When they got back to the Acme parking lot, they were told that it would be at least an hour before the car could be released.

"I'm sorry," Matt told Mrs. Glover. "But that's the way it is. I' ll take you home and then bring you back in an hour."

"You're sweet, Matt. I appreciate all this," Mrs. Glover said, and touched his arm.

He started the car and asked her where she lived. She gave him an address in Upper Darby Township.

"It's not far," Mrs. Glover said. "But I appreciate the offer to take me back there."

"I'll take your husband back," Matt said. "What you should do is make yourself a stiff drink, and then go to bed, and forget this whole thing."

He saw they had crossed into Upper Darby Township. "You're going to have to start giving me directions."

****

It was a fairly nice ranch house in a subdivision, the sort of house he would have expected people like the Glovers to have. He remembered hearing that Mr. Glover, probablyDoctor Glover, was some sort of professor. There was a light on in the carport, and there were lights in the living room, behind the curtain that covered the picture window.

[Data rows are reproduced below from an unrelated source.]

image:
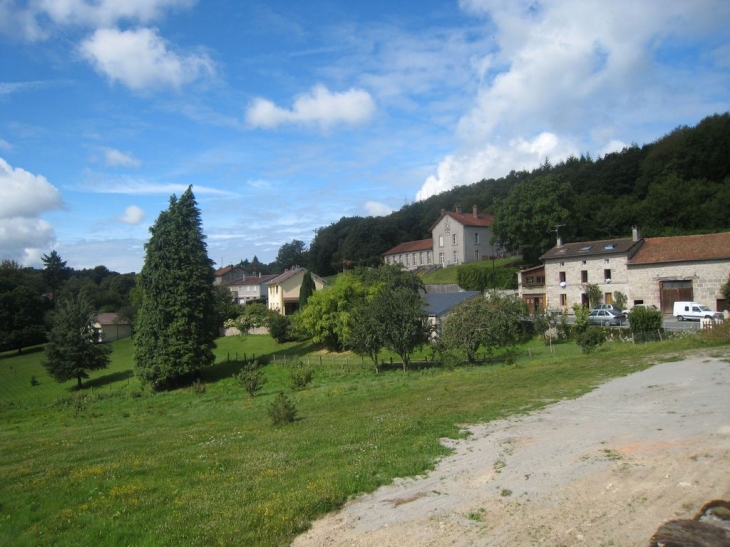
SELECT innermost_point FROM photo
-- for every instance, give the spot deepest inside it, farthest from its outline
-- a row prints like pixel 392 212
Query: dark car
pixel 606 318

"I don't see a car," Matt said. "It looks like Dr. Glover's not home."

"Not here, he's not," Mrs. Glover said, more than a little bitterly.

Oh!

"Could you use one of those stiff drinks you recommended for me?" Mrs. Glover asked. "Or are you on duty?"

"Yes, ma'am."

"Well, you're going to have to watch while I have one, I'm afraid. I'm shaking like a leaf."

"I meant that 'no drinking on duty' business is only in the movies, or on TV cop shows. And anyway I'm not. On duty, I mean."

She got out of the car and went to the door that opened off the carport into the kitchen. He followed her inside. She snapped on fluorescent lights and pulled open a cabinet over the sink.